Victor (Jay Baruchel, "I'm Reed Fish", "Tropic Thunder") ist anno 1995 der neue Nachbar in dem großen alten Haus in Notre Dame de Grace, einem beliebten Stadtteil von Montreal. Gleich beim Einzug macht er die Bekanntschaft von Grummel-Else Louise (Emily Hampshire, "Snow Cake", ""Die! Ein Spiel auf Leben und Tod"), der er, jeglicher Logik zum Trotz, natürlich sofort amourös verfällt. Was ihn an der unhöflichen, wortkargen und bestenfalls durchschnittlich aussehenden Tante reizt, bleibt im Verborgenen, wie im Übrigen auch der Sinn dieses Films. Kurz darauf trifft Victor dann auch auf Spencer (Scott Speedman, "The Strangers", "Barney's Version"), der mit seinem Rollstuhl gerne mal im Treppenhaus rumlungert. Spencer und Louise sind beste Freunde, warum, weiß auch keiner, denn wirklich zu sagen haben sie sich offenbar nichts. Louise arbeitet lustlos in irgendeinem Chinarestaurant rum, hat zwei Katzen, die mit ihren Streifzügen der durchgeknallten Nachbarin auf den Zeiger gehen und offensichtlich keinen Spaß am Leben. Victor scheint auch kein Leben zu haben, wenn er sich in so eine pampige Tussi verknallt, die ihn offensichtlich scheiße findet. Und was den mysteriösen Spencer umtreibt, bleibt völlig im Dunkeln, ist aber so klar wie Kloßbrühe, sobald - Spoiler - die Info im Film auftaucht, dass ein Serienmörder gerade in Notre Dame de Grace sein Unwesen treibt...- Spoiler Ende - bu-huuu. Herrje.
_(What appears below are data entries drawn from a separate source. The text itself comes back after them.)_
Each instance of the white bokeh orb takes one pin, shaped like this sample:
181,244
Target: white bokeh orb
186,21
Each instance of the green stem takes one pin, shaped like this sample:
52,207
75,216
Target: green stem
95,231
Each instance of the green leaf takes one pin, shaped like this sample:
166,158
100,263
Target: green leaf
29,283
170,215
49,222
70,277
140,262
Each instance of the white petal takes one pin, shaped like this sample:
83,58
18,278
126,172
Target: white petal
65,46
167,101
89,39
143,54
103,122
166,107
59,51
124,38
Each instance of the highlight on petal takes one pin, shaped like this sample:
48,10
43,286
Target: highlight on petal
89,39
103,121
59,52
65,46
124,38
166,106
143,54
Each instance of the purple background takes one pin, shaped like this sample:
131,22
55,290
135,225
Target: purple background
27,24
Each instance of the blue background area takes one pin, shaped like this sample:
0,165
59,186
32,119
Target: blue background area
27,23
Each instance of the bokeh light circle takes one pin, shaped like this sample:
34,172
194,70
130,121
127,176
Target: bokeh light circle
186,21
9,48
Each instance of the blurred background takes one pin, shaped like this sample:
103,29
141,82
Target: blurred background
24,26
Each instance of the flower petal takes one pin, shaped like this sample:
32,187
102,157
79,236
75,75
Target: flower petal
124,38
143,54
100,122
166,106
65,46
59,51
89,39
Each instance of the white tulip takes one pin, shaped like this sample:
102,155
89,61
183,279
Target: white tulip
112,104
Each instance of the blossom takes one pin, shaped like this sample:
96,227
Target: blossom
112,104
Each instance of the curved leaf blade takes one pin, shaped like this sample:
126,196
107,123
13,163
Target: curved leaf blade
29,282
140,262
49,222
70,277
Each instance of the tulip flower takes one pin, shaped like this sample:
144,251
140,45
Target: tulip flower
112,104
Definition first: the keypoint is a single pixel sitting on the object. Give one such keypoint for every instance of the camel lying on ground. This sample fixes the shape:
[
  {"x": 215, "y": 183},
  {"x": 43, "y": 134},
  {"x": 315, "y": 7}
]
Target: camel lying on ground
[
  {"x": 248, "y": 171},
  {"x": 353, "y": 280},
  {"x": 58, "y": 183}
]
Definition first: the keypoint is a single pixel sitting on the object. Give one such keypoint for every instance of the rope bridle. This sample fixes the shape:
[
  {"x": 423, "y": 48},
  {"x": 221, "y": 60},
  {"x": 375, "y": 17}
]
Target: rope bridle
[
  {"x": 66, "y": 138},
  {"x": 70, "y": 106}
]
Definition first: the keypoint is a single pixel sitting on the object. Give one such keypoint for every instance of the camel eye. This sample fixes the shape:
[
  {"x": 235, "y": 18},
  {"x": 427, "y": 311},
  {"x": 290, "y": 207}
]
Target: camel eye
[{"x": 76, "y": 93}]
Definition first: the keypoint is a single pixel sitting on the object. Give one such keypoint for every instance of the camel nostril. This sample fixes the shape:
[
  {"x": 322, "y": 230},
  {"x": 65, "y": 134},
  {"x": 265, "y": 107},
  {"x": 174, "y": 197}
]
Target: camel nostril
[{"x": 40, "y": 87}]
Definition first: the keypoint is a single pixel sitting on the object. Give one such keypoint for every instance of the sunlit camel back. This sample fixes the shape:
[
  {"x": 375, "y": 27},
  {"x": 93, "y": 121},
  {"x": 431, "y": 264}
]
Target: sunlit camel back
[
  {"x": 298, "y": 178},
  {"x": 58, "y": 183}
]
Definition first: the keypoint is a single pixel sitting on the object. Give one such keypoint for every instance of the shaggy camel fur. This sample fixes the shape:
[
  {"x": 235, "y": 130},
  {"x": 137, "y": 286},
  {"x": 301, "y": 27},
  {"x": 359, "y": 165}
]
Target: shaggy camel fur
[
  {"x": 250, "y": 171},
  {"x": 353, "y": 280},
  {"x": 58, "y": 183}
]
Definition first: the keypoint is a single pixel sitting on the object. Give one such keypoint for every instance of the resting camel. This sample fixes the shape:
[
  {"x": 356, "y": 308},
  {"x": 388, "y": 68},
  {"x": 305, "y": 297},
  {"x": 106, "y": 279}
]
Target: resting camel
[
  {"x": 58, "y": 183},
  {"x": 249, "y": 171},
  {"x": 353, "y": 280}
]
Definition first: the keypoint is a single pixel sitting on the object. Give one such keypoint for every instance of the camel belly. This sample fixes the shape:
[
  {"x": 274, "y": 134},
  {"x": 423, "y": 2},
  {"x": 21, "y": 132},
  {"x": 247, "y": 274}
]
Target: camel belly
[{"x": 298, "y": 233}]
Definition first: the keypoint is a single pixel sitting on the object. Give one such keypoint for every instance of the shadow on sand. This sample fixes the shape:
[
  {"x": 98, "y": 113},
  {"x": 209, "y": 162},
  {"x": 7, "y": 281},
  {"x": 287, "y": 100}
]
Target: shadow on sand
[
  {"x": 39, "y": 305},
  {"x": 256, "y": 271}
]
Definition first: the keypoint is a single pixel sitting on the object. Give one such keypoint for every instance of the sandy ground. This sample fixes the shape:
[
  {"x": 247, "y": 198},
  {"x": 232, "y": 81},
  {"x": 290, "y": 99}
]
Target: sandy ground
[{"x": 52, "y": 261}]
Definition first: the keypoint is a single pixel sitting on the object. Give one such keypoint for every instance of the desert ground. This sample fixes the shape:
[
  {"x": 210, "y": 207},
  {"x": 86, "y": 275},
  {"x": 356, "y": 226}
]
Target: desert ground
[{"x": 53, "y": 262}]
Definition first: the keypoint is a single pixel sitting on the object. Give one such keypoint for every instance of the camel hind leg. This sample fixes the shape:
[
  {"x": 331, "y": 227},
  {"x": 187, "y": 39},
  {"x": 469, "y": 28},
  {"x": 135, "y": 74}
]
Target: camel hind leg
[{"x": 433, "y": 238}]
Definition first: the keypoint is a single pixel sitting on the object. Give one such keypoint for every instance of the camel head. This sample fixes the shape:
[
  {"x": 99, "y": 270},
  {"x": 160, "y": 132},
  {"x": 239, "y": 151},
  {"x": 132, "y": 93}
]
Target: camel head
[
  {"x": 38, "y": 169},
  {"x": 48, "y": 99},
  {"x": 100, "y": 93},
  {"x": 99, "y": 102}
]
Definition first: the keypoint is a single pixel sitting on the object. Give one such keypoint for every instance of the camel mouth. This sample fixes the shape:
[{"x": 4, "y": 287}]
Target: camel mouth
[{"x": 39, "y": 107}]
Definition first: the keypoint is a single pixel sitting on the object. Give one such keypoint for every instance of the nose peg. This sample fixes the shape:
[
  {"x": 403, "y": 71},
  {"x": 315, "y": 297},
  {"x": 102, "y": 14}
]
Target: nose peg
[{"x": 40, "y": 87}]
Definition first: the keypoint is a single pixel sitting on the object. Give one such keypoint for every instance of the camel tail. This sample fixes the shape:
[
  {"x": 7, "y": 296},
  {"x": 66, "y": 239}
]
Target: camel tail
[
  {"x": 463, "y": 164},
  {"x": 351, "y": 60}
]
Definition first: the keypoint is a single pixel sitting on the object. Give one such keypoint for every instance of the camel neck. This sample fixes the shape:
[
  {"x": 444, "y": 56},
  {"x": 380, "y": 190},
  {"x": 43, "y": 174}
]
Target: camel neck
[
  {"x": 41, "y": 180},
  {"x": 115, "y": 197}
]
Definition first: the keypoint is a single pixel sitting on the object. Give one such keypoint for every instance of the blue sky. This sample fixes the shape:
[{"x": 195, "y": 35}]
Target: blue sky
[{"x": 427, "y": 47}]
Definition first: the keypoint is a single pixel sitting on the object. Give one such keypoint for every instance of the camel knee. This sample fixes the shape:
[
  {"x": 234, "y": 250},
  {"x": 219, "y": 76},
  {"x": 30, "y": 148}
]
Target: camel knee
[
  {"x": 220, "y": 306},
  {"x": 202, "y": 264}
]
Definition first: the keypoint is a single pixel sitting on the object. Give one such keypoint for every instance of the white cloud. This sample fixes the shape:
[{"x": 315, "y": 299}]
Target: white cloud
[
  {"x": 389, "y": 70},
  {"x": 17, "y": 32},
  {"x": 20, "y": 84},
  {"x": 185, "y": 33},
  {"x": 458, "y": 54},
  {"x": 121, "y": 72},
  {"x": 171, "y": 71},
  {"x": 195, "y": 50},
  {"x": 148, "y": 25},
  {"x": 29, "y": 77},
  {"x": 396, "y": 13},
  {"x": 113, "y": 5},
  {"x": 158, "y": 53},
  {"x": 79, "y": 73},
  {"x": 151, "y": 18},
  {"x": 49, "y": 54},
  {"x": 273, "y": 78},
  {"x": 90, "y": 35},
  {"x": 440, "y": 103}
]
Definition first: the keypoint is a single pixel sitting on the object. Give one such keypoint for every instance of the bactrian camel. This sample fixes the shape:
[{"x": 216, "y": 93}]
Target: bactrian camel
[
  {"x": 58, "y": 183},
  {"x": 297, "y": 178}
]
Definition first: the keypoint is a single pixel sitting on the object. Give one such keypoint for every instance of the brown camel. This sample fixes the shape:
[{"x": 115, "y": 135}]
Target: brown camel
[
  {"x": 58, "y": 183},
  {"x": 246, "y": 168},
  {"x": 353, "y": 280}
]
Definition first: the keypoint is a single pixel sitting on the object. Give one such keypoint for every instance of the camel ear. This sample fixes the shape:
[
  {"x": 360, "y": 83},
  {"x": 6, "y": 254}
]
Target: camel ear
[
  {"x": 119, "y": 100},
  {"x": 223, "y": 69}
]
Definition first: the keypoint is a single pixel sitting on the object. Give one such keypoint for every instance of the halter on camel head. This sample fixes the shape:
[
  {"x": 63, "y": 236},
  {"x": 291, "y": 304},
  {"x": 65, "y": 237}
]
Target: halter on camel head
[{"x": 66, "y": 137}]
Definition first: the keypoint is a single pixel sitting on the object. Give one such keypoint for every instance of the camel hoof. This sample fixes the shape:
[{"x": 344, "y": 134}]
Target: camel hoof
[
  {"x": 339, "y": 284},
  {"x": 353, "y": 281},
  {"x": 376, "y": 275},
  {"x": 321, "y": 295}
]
Die Ausstattung ist ähnlich dünn wie die Logik oder Dynamik dieses Films: Ton in deutsch und englisch in DD 5.1, deutsch auch in DTS 5.1, deutsche Untertitel. Extras: deutscher und englischer Trailer des Films, vier weitere Trailer.
"Good Neighbours" ist bereits der dritte Langfilm des kanadischen Regisseurs Jacob Tierney. Ich weiß nicht, ob seine Vorgängerfilme ("Twist", "The Trotzky") besser waren, "Good Neighbours" jedenfalls ist kein guter Film. Tierney, sonst vorrangig als Schauspieler unterwegs (auch in "Good Neighbours" spielt er eine kleine Rolle) hat weder ein Gespür für Timing noch für Spannung. Seine Schauspieler agieren lustlos und unlogisch und wandern durch eine Geschichte, wie sie kaum blöder hätte erzählt werden können. Es werden alberne Nebenhandlungen aufgebaut, die weder ausreichend erklärt noch nachvollziehbar sind und die Story nimmt mehr und mehr einen pseudo-manischen Verlauf, der in einem Finale gipfelt, das nun wirklich vollkommen an den Haaren herbeigezogen ist und den Zuschauer nach durchstandenen 99 Minuten nachhaltig verärgert. Denn bis es überhaupt erstmal soweit ist, muss man sich mit konstruierten Dialogen, unsinnigen Handlungsweisen und einer vorgetragenen Lahmarschigkeit herumplagen, die ihresgleichen sucht. Da die Charaktere durch die Bank weg unsympathisch, nervtötend oder enervierend pseudo-undurchsichtig sind, wünscht man eh allen die Pest an den Hals, so dass eine Identifikation mit wem-auch-immer nicht gegeben ist.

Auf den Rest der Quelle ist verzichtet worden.